Renai has pointed out that what happened in the interview was comparatively rare; he was celebrating the fact that someone had been called up to give a view from the technologist's side of things.
So what's the point here? It's plain and simple. There are plenty of people like me, in fact many more experienced, more talented and importantly * younger * than me, who are able to lend their voice to the media and assist in educating and informing. I am still scrolling through the many of you who contacted me on Twitter since Renai's article and it is patently clear from the brief profiles that you're out there :-)
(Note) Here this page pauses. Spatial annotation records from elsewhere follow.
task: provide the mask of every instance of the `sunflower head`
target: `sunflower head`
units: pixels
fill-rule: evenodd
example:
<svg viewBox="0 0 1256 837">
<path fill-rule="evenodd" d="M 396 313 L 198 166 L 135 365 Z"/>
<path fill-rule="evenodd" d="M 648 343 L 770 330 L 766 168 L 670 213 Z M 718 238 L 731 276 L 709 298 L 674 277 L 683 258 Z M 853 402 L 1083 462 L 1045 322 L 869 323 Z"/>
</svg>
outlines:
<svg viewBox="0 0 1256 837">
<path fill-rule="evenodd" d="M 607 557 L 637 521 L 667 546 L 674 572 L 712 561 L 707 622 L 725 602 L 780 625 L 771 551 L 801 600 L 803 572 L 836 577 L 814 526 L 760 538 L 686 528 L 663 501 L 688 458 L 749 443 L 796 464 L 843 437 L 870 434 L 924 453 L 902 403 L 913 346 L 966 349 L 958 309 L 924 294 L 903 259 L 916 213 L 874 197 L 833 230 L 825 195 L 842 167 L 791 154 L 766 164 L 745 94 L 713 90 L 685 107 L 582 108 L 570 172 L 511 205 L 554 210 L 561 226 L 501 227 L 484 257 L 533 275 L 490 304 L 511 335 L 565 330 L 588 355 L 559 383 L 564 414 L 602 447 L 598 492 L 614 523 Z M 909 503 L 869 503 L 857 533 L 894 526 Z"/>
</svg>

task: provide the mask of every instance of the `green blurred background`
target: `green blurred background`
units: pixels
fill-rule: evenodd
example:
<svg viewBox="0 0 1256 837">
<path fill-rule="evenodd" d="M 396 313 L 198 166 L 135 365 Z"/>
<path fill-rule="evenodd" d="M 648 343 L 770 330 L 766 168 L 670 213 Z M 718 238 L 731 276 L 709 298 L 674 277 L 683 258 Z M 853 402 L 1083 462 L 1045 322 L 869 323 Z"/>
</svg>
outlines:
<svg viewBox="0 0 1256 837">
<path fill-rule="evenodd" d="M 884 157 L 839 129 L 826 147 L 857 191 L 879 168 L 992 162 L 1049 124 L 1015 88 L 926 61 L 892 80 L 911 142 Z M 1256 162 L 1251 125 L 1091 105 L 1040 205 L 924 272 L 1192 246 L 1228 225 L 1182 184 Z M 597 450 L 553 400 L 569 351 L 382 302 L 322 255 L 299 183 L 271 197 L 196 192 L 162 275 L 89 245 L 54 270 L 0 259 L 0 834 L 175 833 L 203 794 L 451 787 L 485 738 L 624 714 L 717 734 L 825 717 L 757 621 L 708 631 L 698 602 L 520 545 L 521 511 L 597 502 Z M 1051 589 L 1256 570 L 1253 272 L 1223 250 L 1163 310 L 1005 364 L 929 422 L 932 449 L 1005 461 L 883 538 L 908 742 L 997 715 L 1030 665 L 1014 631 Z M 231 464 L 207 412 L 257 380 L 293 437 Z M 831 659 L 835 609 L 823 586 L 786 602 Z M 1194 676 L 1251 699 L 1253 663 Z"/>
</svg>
I'd like to take the opportunity that Renai has afforded me to encourage you to do the same as me and some of my very talented colleagues on the board of ISOC-AU (we're all volunteers); occasionally step out of your comfort zone and instead of cursing at an uninformed comment you hear on the radio, consider what you're hearing and perhaps consider picking up the phone and seeing if you can add your voice to the debate, in a calm, objective and informed manner.
It is scary talking to people live, especially in the bull pit of drive time radio. I get nervous as hell every time. But it's really about having a one on one conversation with the presenter. As many of you pointed out to me on Twitter (thank you) it's about explaining things in simple plain English. If more of us were a little braver and did this, we would at worst, chip away at that unwelcome block of misconceptions and misinformation surrounding broadband and the NBN in this country. It's not about politics or sides, or even which technology we like better; it's just facts, science and experience.
If there are any main stream media stations reading this blog out there, please know that there are plenty of people like me with a little bit of shareable knowledge about NBN, it's technology and it's benefits, complexities and challenges. As Tom Elloitt's producer did, you can seek us out and we do generally respond positively and constructively. As I've indicated above, if you look through my twitter account, I think you will find a diversity of people with a diversity of knowledge and expertise, who are willing to share ... in plain English :-)
Once again Renai, thank you for your article. It's given me another chance to say something that is hopefully constructive, and it has given validation that we are heading in the right direction in doing what we do when we talk to MSM about the NBN.